Intimacy, sexual issues and affairs are all issues that can come up for people in the counselling room. No relationship can be considered to be immune to the possibility of an affair or close friendship arising with a third party. Counsellors are trained to work with these issues sensitively and confidentially.  Communication and intimacy are linked and so it is important to look at both of these areas together. If people feel embarrassed talking about these things the counsellor will gently support them to feel more at ease. People can have affairs for different reasons so it can be useful to look at how the relationship was before the affair happened and consider what type of stresses people may have experienced up until this point. Trust can be re-established and relationships can be rebuilt after affairs if both partners commit to working towards that goal.

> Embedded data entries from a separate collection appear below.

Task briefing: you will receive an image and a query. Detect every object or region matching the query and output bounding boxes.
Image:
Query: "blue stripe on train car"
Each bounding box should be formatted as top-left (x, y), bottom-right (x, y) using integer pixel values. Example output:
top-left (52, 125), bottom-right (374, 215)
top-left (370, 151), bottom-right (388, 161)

Money. It has been said that “when money goes out the window, love flies out the door” or “you cannot survive on love alone”. For couples, money can be a tricky subject and the type of upbringing a person has had will often influence the way they spend or save money. It is often a topic that is neglected in the early stages of a relationship but being married or co-habiting is in some respects  like having a business partnership – and it is important the business partners have the same goals even if they go about things a bit differently. Counselling can provide a safe space for people to explore their differences and come to agreements that suit both individuals.

Family problems. There is no such thing as the perfect family and what goes for one family may seem strange to another. When people form new relationships they have to learn to accept these differences. For example, one partner might think it is completely natural to spend every Sunday with their parents for dinner whereas the other partner might be horrified at the thought. Relationship counselling helps couples acknowledge that they have done things differently in the past but that going forward they can reach a compromise that is acceptable to both people.

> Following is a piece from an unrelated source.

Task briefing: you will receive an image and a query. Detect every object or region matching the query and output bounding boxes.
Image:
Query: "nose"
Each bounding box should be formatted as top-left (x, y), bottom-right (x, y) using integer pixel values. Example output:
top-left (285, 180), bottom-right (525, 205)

Parenting can also be challenging whether you are a couple or a lone parent. Social media brings a whole new set of problems in modern life. It can be addictive both for teenagers and for adults and people are now resorting to professional help for support in dealing with this specific problem.

Separation and Divorce. While nobody gets married with the intention of getting divorced, unfortunately it happens. Whether it is an amicable separation or a difficult one, divorce is considered to be the second most stressful event a person may experience in their lifetime (number one being the death of a spouse or partner). For this reason it is important that people get support while they are going through this difficult time. Counselling can definitely help and clients can attend as a couple or come on their own.

Self-esteem, anxiety or stress. All of these issues can  impact on how we relate to others. Counselling is one way of learning how to live well and cope better with the obstacles we encounter along the way. The person-centred approach used by ACCORD Dublin counsellors means clients can gain a greater sense of personal fulfilment over time.